Pasal 17 ayat (4) UU tersebut menyatakan, "Ketua majelis, hakim anggota, jaksa, atau panitera wajib mengundurkan diri dari persidangan apabila terikat hubungan keluarga sedarah atau semenda sampai derajat ketiga, atau hubungan suami atau istri meskipun telah bercerai dengan pihak yang diadili atau advokat."
Menurut Julius, aturan itu membuat Usman sebagai hakim MK harus mundur dari pemeriksaan perkara pengujian undang-undang yang jumlahnya rata-rata 79 perkara setiap tahun.
“Belum termasuk perkara perselisihan hasil pemilu,” kata dia.
Julius menilai hubungan keluarga antara Anwar Usman dengan Jokowi juga melanggar Peraturan MK RI No. 09/PMK/2006 tentang Pemberlakuan Deklarasi Kode Etik dan Perilaku Hakim Konstitusi.
Aturan itu mengatur prinsip-prinsip yang harus dimiliki hakim MK. Pertama prinsip independensi.
Hakim konstitusi harus menjaga independensi dari pengaruh lembaga-lembaga eksekutif.
Kedua, kata dia, prinsip Ketakberpihakan: "Hakim konstitusi harus berusaha untuk meminimalisasi hal-hal yang dapat mengakibatkan hakim konstitusi tidak memenuhi syarat untuk memeriksa perkara dan mengambil keputusan atas suatu perkara."
Ketiga, Julius mengatakan Anwar Usman melanggar prinsip kepantasan dan kesopanan.

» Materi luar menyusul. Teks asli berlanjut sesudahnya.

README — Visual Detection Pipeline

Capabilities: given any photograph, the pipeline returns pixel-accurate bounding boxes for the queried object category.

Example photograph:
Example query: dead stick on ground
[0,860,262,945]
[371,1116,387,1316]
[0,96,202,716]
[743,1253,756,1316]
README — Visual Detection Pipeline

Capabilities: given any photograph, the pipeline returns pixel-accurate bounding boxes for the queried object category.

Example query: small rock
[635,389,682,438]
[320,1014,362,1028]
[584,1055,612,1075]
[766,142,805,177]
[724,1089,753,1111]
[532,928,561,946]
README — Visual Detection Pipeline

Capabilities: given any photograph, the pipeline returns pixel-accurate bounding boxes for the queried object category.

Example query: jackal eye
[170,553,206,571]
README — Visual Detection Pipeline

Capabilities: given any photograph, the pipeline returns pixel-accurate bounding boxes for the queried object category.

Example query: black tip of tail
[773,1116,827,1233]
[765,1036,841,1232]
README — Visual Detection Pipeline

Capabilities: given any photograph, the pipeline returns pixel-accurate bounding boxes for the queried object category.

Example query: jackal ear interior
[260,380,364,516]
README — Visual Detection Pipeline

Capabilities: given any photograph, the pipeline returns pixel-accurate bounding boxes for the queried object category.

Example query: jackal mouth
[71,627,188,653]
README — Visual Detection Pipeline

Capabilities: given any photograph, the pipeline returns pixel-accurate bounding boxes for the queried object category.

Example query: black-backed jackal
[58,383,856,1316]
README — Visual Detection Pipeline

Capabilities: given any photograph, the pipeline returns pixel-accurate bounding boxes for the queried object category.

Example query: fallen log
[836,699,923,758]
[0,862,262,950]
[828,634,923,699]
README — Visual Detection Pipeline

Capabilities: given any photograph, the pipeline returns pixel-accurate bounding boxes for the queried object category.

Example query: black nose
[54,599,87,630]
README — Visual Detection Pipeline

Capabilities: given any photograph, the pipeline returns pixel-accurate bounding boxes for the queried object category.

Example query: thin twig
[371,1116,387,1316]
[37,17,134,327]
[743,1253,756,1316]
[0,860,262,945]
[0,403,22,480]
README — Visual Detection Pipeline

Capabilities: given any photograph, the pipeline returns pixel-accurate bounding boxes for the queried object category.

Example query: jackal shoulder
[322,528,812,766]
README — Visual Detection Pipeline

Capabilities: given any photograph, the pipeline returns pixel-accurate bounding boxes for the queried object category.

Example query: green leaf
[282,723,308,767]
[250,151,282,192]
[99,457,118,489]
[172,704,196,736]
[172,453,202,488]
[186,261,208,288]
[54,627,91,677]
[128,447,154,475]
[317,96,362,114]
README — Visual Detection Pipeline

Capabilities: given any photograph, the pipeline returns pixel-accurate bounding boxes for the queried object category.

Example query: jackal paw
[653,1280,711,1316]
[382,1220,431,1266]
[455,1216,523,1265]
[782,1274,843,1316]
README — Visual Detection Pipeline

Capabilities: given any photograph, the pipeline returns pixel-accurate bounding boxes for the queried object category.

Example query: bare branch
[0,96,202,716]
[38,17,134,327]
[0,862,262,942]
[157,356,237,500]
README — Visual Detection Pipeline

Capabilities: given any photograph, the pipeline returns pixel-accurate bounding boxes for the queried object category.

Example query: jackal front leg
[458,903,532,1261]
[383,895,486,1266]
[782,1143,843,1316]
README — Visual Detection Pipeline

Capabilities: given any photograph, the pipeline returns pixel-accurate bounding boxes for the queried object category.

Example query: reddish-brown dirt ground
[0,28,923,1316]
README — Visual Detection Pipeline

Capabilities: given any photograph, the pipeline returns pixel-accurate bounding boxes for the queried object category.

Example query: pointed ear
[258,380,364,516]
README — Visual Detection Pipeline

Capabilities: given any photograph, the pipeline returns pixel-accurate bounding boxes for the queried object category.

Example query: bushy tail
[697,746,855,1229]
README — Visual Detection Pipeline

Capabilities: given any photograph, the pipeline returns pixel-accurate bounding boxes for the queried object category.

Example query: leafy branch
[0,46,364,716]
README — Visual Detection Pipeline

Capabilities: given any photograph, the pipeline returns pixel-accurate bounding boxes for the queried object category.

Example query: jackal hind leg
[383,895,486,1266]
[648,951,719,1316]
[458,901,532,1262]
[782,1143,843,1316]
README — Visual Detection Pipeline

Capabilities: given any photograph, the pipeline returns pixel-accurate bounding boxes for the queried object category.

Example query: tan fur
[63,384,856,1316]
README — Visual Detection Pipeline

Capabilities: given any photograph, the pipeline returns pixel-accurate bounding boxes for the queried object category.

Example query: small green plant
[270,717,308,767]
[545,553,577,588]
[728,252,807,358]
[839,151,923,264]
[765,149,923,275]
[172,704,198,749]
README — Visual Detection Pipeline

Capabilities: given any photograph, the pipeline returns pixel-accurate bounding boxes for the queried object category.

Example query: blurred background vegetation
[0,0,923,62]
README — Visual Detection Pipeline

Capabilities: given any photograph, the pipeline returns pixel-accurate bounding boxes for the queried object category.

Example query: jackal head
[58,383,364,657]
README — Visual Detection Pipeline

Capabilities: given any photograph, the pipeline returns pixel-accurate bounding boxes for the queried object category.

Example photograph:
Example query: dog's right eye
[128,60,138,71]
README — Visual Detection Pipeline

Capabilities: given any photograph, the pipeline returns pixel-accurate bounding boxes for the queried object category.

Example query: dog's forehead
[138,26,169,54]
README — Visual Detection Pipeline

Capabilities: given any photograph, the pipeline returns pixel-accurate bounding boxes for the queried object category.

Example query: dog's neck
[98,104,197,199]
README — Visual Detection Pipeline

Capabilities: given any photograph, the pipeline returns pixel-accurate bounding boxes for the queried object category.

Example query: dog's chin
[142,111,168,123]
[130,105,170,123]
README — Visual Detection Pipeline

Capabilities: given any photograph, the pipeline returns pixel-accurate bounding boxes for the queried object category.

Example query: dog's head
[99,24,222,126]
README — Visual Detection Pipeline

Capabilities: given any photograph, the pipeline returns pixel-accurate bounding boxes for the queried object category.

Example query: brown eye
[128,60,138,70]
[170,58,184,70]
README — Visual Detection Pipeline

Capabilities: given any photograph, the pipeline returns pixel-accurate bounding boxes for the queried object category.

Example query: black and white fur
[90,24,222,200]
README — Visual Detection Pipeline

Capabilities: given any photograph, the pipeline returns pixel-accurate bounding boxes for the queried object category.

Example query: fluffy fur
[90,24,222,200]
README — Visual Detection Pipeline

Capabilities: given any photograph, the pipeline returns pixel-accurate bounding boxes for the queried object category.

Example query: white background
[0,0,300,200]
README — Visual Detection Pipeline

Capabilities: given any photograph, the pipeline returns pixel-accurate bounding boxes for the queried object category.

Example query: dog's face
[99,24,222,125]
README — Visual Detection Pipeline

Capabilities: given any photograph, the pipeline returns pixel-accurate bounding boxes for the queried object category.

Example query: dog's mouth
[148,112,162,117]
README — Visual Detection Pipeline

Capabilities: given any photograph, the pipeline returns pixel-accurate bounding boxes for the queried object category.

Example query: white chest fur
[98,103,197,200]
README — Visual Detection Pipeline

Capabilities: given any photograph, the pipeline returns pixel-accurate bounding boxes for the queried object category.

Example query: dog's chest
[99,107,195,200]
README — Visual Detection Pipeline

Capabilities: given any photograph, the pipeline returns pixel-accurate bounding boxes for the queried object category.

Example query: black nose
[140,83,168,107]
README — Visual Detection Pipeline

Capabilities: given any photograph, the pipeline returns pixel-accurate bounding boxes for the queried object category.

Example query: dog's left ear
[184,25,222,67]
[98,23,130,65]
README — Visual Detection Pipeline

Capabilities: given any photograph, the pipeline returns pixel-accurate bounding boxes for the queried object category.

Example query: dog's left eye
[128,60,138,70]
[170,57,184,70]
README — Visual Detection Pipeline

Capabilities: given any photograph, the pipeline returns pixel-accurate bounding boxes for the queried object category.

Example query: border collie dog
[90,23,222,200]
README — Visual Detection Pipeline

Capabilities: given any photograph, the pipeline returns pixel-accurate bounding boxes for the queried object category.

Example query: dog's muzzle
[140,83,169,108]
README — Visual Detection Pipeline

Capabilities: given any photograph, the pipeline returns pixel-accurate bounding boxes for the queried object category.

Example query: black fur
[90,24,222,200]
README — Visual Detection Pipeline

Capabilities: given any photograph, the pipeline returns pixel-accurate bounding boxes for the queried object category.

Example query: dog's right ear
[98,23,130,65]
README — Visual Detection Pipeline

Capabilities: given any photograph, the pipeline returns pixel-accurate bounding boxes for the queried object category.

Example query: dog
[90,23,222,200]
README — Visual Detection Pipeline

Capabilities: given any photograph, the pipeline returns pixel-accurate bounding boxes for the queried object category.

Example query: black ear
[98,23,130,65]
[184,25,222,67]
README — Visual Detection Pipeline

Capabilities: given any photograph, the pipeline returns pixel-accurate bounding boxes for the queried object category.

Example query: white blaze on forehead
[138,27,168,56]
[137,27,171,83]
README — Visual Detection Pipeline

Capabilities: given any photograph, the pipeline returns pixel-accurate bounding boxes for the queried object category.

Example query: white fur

“Sebagai abdi hukum yang terus menerus menjadi pusat perhatian masyarakat, hakim konstitusi harus menerima pembatasan-pembatasan pribadi yang mungkin dianggap membebani dan harus menerimanya dengan rela hati serta bertingkah laku sejalan dengan martabat mahkamah,” ujar dia.